Genetic testing for urolithiasis is included along with 13 other diseases in the Genetic Screening for Endocrine and Genitourinary Diseases, Polygenic Risk Score.

Causes and non-genetic risk factors

Kidney stones usually occur in concentrated urine or due to excess substances that may promote their appearance, such as calcium, oxalate, or uric acid, but predisposing factors may be multiple. These include:

  • It is more frequent in men than in women
  • Family or personal history. Having a family member affected or having had a previous episode may increase the risk
  • Low water consumption. Not drinking enough water or living in hot, dry climates that increase sweating can lead to more concentrated urine and increased risk
  • Consumption of foods high in protein, salt and sugar
  • Obesity
  • Digestive diseases like inflammatory bowel disease or chronic diarrhea can affect water absorption, increasing the risk
  • Consumption of certain supplements and medications, such as vitamin C, laxatives, or certain medications used to treat depression and migraine

Most commonly, kidney stones are associated with colicky pain that appears when the stone obstructs the normal flow of urine. It is a sharp pain that is localized in the lumbar area but can irrigate the groin and even, in the case of males, affect the testicle on the same side. Other signs and symptoms that may appear are blood in the urine.
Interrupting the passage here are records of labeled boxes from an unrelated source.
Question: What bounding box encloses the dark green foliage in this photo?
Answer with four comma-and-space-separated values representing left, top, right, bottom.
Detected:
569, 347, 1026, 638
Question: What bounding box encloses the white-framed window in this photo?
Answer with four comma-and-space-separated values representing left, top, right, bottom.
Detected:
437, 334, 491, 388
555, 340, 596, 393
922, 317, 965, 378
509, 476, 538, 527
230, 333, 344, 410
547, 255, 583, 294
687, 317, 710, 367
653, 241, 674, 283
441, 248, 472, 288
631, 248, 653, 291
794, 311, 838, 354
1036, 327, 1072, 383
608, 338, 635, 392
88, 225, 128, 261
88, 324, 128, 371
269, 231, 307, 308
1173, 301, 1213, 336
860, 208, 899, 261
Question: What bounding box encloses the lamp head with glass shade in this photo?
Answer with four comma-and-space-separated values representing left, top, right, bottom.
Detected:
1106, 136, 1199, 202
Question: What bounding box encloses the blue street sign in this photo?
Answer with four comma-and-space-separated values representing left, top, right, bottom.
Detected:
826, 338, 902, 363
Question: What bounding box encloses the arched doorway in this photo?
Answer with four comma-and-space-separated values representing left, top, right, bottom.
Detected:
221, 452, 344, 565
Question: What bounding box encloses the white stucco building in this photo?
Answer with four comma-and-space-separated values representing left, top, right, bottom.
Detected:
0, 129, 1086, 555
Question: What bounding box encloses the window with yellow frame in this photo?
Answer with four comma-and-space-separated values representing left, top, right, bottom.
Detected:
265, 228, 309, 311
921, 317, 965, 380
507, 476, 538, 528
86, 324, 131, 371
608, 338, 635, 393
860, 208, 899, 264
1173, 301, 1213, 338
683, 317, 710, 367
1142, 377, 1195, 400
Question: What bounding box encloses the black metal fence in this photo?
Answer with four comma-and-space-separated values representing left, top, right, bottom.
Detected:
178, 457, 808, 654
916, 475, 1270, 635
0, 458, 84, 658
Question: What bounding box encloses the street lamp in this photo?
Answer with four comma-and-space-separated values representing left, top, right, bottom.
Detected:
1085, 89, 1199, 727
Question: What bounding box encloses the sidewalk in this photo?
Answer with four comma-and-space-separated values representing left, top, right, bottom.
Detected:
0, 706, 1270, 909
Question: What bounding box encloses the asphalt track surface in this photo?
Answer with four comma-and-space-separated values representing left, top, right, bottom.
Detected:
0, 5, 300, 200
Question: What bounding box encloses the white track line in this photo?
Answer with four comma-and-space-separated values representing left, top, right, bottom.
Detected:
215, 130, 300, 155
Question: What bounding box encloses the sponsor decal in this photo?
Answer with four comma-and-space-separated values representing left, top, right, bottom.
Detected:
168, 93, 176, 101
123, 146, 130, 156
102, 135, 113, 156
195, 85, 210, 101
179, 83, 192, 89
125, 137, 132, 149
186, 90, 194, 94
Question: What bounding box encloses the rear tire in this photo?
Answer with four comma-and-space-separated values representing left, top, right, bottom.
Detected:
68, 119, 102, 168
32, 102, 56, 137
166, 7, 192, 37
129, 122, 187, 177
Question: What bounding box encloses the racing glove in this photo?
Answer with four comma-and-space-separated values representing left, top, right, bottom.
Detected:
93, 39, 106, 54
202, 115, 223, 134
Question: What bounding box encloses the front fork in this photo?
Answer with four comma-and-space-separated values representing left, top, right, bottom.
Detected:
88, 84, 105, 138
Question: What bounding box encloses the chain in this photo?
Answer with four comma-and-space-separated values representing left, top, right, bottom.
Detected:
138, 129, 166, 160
Sometimes the pain is mild or even painless, depending on the type, size, shape, and location.


The presence of stones in the urinary tract is one of the most frequent urological pathologies. Prevention involves avoiding risk factors, with recommendations such as the following:

  • Drink plenty of water throughout the day and reduce salt consumption
  • Moderate consumption of animal proteins
  • Avoid foods rich in oxalate, especially for people who tend to accumulate this compound. These foods include coffee, cocoa, spinach, strawberries, tea, nuts, and wheat.
  • Taking medications may be helpful for those with a tendency to develop stones, which may vary depending on their composition, so it is essential to consult a doctor.